Mamma, mi hanno detto Alberta e Mariapaola che Babbo Natale non esiste, che i regali li comprano le persone. Dimmi la verità, voglio saperla. Un giorno mi hai promesso che tra me e te ci sarà solo verità.

Cosa ti cambia conoscerla?

Mi cambia. Mi cambia che se è vero, faccio la figura della bambina cretina e devo sapere perché finora mi hai mentito. Se invece non è vero dirò a tutti che me lo hai detto tu, che non menti mai.

Un attimo di panico totale.

La curva della delusione sta per partire, oltrepassa la MittelEuropa e si schianta in Finlandia. Mentalmente mi parte l’analisi SWOT per sapere dove sia meglio fracassarmi.

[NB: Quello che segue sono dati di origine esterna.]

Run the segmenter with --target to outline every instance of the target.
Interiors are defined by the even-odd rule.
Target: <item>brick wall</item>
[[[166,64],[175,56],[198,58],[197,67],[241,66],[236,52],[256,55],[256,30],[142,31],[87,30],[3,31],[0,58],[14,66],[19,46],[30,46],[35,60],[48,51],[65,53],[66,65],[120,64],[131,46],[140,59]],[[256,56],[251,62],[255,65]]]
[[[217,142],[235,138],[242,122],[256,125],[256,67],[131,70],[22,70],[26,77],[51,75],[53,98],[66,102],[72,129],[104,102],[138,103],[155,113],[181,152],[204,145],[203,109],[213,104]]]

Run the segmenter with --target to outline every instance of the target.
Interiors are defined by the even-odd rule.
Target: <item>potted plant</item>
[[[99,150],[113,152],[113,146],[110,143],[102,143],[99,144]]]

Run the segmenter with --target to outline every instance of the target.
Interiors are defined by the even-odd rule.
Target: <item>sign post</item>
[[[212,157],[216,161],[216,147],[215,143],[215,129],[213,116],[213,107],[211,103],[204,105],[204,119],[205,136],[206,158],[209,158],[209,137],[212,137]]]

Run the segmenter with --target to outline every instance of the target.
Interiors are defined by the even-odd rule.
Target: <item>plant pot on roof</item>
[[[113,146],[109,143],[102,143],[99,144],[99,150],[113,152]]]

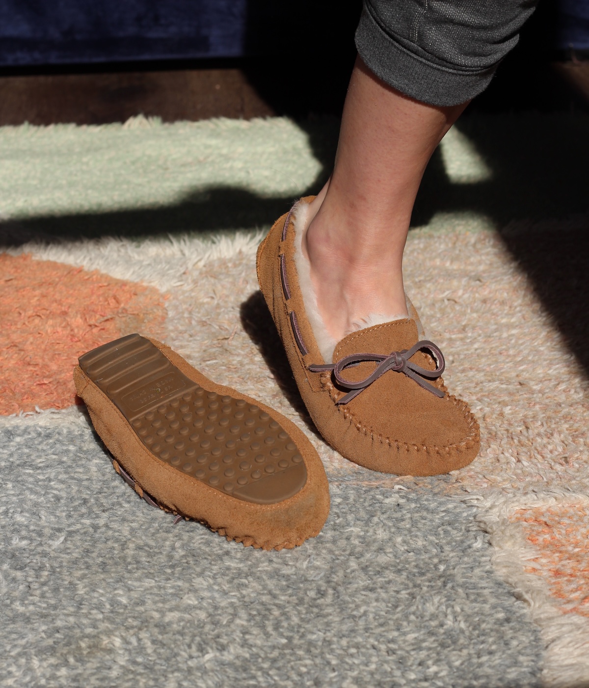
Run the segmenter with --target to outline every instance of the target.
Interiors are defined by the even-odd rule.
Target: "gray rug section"
[[[174,526],[84,418],[0,433],[3,686],[539,685],[459,501],[332,484],[322,534],[265,552]]]

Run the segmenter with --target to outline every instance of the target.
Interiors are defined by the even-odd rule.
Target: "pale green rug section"
[[[286,118],[7,127],[0,147],[7,218],[171,205],[224,186],[295,197],[322,169]]]
[[[0,239],[267,228],[329,175],[339,122],[282,118],[0,128]],[[413,224],[446,231],[586,213],[589,118],[464,116]]]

Babbo Natale non esiste, questa è la verità. Però esiste nell’immaginario collettivo, è una tradizione.

Ne è seguito un pianto disperato per un’ora.

Non riuscivo a sdrammatizzare, non riuscivo a riderne. Un lutto. Il primo grande vero lutto.

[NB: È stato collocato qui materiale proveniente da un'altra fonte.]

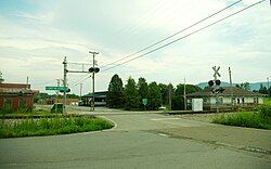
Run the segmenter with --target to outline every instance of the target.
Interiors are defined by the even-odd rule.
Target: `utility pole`
[[[60,87],[61,86],[61,79],[56,79],[56,81],[57,81],[57,87]],[[60,95],[60,91],[57,90],[56,91],[56,103],[59,103],[59,95]]]
[[[185,84],[185,78],[184,78],[184,86],[183,86],[183,104],[184,104],[184,110],[186,110],[188,107],[186,107],[186,84]]]
[[[64,84],[64,106],[63,106],[63,113],[66,112],[66,88],[67,88],[67,57],[64,57],[64,78],[63,78],[63,84]]]
[[[82,83],[80,83],[80,101],[82,100]]]
[[[214,78],[215,78],[215,81],[218,80],[218,76],[220,77],[220,74],[218,73],[218,70],[220,69],[220,67],[218,66],[214,66],[212,67],[215,74],[214,74]],[[216,83],[215,86],[216,89],[218,89],[218,84]],[[217,107],[217,113],[219,113],[219,108],[218,108],[218,92],[216,92],[216,107]]]
[[[29,89],[29,87],[28,87],[28,76],[26,77],[26,84],[27,84],[27,89]]]
[[[268,80],[268,98],[270,98],[270,90],[269,90],[269,77],[267,78]]]
[[[232,88],[232,72],[231,72],[231,67],[229,67],[229,77],[230,77],[230,86],[231,86],[231,108],[233,110],[233,88]]]
[[[89,53],[90,54],[92,54],[92,56],[93,56],[93,64],[92,64],[92,66],[93,66],[93,68],[95,67],[95,55],[96,54],[99,54],[99,52],[91,52],[91,51],[89,51]],[[95,109],[95,96],[94,96],[94,94],[95,94],[95,77],[94,77],[94,75],[95,75],[95,73],[93,72],[92,73],[92,110],[94,112],[94,109]]]
[[[168,84],[168,105],[169,110],[171,110],[171,83]]]

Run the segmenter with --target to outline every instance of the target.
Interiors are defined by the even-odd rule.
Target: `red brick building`
[[[14,110],[33,108],[34,94],[35,91],[30,89],[30,84],[0,83],[0,108],[11,107]]]

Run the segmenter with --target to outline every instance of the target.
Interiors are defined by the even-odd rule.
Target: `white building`
[[[216,94],[211,88],[206,88],[203,91],[186,94],[188,105],[191,105],[192,99],[198,98],[204,101],[205,109],[212,109],[216,105],[230,107],[231,98],[233,99],[234,107],[255,107],[255,105],[263,104],[264,94],[243,90],[235,87],[223,87],[224,91],[218,94],[218,103]]]

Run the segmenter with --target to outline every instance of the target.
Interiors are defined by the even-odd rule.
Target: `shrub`
[[[259,113],[262,118],[271,118],[271,105],[259,107]]]
[[[212,122],[247,128],[271,129],[271,119],[262,118],[258,113],[236,113],[233,115],[216,116]]]
[[[0,138],[54,135],[109,129],[112,125],[99,118],[57,117],[21,119],[0,125]]]

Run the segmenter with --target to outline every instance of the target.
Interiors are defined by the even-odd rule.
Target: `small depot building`
[[[34,95],[37,93],[30,89],[30,84],[0,83],[0,108],[33,109]]]
[[[105,98],[107,91],[100,91],[94,93],[94,105],[95,106],[105,106]],[[81,106],[90,106],[92,102],[93,93],[86,94],[81,96]]]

Più del nonno, che almeno è andato in Paradiso con la conferma assoluta della maestra di catechismo.

Sono partite domande a raffica: ma tu quando lo hai scoperto? come lo hai scoperto? che reazione hai avuto? perché dite le bugie ai bambini se poi già sapete che dopo gli dovete togliere la magia? perché alcuni bambini lo scoprono prima e altri dopo? ma i regali li comprate o li rubate? e i biscotti e il vino che lasciavo te li mangiavi tu o li buttavi?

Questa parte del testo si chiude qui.